After acquisition of the land we take full responsibility for the complete management of the food production facilities/farms. Services include everything from notary, legal and accounting all the way to practical management of the farms, including staff.
The countries of Paraguay and Uruguay provide the most positive environments for foreign investment in agricultural real estate of all countries in South America.
Paraguay offers excellent conditions in order to attract and retain investors from all over the world. A stable democratic government, private property rights duly respected by the constitution, along with a positive investment climate and undiscovered resources provide a country of great opportunities. By law, any foreign investor enjoys the exact same rights and responsibilities as a local and tax incentives are given to foreign investors in the agricultural sector. Good sanitary standards, significantly undervalued land prices and outstanding production capacity make Paraguay a highly lucrative agricultural real estate investment opportunity without equal.

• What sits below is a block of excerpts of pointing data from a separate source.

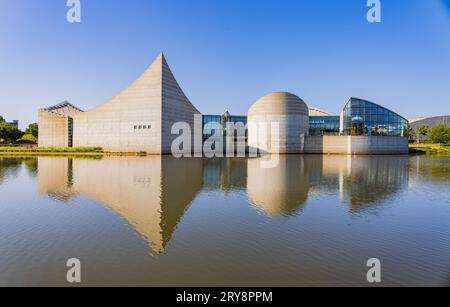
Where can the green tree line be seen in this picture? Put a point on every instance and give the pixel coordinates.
(12, 135)
(439, 134)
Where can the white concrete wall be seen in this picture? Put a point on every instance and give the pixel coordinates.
(285, 111)
(53, 130)
(359, 145)
(155, 100)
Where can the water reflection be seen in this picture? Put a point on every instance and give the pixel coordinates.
(153, 193)
(282, 190)
(364, 182)
(10, 167)
(150, 193)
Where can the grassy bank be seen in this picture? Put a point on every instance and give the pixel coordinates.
(52, 150)
(430, 149)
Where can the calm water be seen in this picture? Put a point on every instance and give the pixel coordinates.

Uruguay is a country like not other: Beautiful natural landscapes, endless fertile soil and an abundance of fresh water make it an agricultural paradise. With a very high degree of literacy, the workforce is skilled and its people are peaceful and agreeable. Uruguay presents a stable and secure business environment, very suitable for safe, long-term capital investments.
Paraguay offers one of the world’s most comprehensive legal systems regarding foreign investments, as unless an application is filed for incentives granted under Law 60/90 or the Maquila or Free Trade Zone Laws, investors need no governmental approval to invest. Except for a certain border protection area, there are no restricted areas, no discrimination and no limitations.
Paraguay actively promotes foreign investment in the industrial and service sector. The country´s Foreign Investment Law 117/91 grants foreigners the same guarantees, rights and obligations enjoyed by any local investor.
A series of features make Uruguay an interesting place for foreign investors, like its political, legal and financial stability, its well educated population, its location, and infrastructure. Uruguay also incorporated a so called ¨Investment Law¨ (Ley N° 16906 de Promoción de Inversiones, 1998 ). At a high level, these pieces of legislation start by giving the prospective investor with no discrimination between local and foreign investors, a framework of security and transparency that is fundamental in the investment decision-making process.
We work on a highly individual basis based on the demands of each client.
In most cases the entire project is fully owned by the investor(s). Southern Connections Agro Consulting & Management takes responsibility of the complete management of the project, including everything from notary, legal and accounting all the way to practical management of the farms, including staff.
While managing the agro project for the investor, complete transparency is maintained at all times through monthly progress- and accounting reports. All decisions are taken by the investor with assistance of our consultancy team.